My budget per lens will be between £200-£300.
Also can anyone recommend a good carry case for the camera? Im thinking about a Montana Premium Bag which is around £25 on Amazon.

Thanks for any help

Chukka


----------



## Buckster (Sep 17, 2012)

Save your money.  Start with the 18-55mm and don't worry or even think about other lenses until the 18-55mm won't let you shoot what you want.  *THEN*, if that happens, you can look at other lenses you may need to deliver what the 18-55mm is holding you back from shooting.

Carrying cases are very much a personal preference.  I have dozens of different bags, backpacks, holsters, straps and other assorted case, and I find different ones better for certain uses.  My favorite these days is the Think Tank belt and holster bags.


----------



## Chukka (Sep 17, 2012)

Thanks for your advice.
Will get myself familiar with the 18-55mm lens
As for the bag I will just go ahead and buy what I think will suit my needs


----------



## ronlane (Sep 17, 2012)

Congrats on the new camera.

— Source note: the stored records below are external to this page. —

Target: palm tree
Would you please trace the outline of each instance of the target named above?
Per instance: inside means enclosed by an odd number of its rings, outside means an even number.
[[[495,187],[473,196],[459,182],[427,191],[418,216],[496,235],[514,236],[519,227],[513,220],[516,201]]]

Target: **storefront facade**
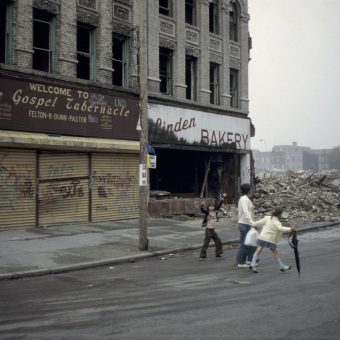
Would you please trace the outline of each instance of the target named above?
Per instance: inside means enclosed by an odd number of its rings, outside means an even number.
[[[151,103],[149,138],[157,154],[151,190],[180,197],[216,197],[235,202],[251,182],[251,121],[215,112]]]
[[[0,227],[138,217],[138,97],[2,76]]]

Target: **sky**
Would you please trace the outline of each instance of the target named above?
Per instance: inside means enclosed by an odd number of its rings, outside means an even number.
[[[252,148],[340,146],[340,0],[248,0]]]

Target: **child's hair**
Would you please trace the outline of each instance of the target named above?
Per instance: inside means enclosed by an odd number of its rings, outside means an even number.
[[[214,207],[215,208],[215,203],[214,202],[210,202],[209,204],[208,204],[208,208],[209,207]]]
[[[272,212],[272,218],[273,217],[280,217],[283,213],[282,208],[275,208],[274,211]]]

I got the same camera back in April but I got two lenses, the 18-55 and the 55-250. I spent most of my time learning to use the 55-250 and now am having to learn to use the 18-55. It's been fun.


----------



## Chukka (Sep 17, 2012)

Another question, are lens covers useful? And would I benefit if I had one


----------



## sovietdoc (Sep 17, 2012)

Lens hoods?


----------



## Chukka (Sep 17, 2012)

Yes that's right the hoods


----------